Hay un dios de la mitología china llamado Felo, a quien se atribuye la implantación  del uso de la sal. Este dios es el responsable de que todas las comidas nos sepan mejor. Sin embargo, los chinos usaban continuamente el salero y olvidaban rendir tributo de respeto a Felo. Por este motivo Felo, indignado por la ingratitud de su pueblo, decidió refugiarse en la soledad de una altísima montaña. Todos los años, en ciertas regiones de la china, sale una procesión en busca de Felo con el objeto de desagraviarle. Según parece, los manifestantes de la procesión llevan diversos condimentos con los que se ha intentado “levantar” el sabor de los guisos.  Ninguno tiene el poder maravilloso de la sal, de esa substancia blanca, universal y simple, con la cual Felo enriqueció a la humanidad. Ningún condimento puede rivalizar con la sal o substituirla. Durante la celebración ritual cada miembro de la procesión arroja simbólicamente desde él mas alto despeñadero, un condimento. Por supuesto, nunca la sal, cuasi – diosa de todas las cocinas del mundo.

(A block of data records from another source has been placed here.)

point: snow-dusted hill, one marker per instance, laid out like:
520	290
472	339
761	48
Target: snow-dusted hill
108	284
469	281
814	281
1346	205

El empeño en desagraviar a Felo reforzó el estudio de plantas de las que se obtienen condimentos. Finalmente los boticarios, laicos y experimentales, se apartaron de los monjes, religiosos – conservadores.  La cocina y la farmacia entraron en íntima relación. El célebre aforismo de Hipócrates: “Que la medicina sea tu comida”, o, a la inversa, “que tu comida sea un medicamento”, se ve confirmado así desde el otro lado del mundo. Lo inesperado y paradójico es que esta conjunción de los chinos con los griegos solo pueda ser apreciada en el barrio chino de Nueva York. Para un enfermo crónico debe ser mucho más agradable decir: sírvanme la sopa, que pónganme la inyección o tráiganme la píldora.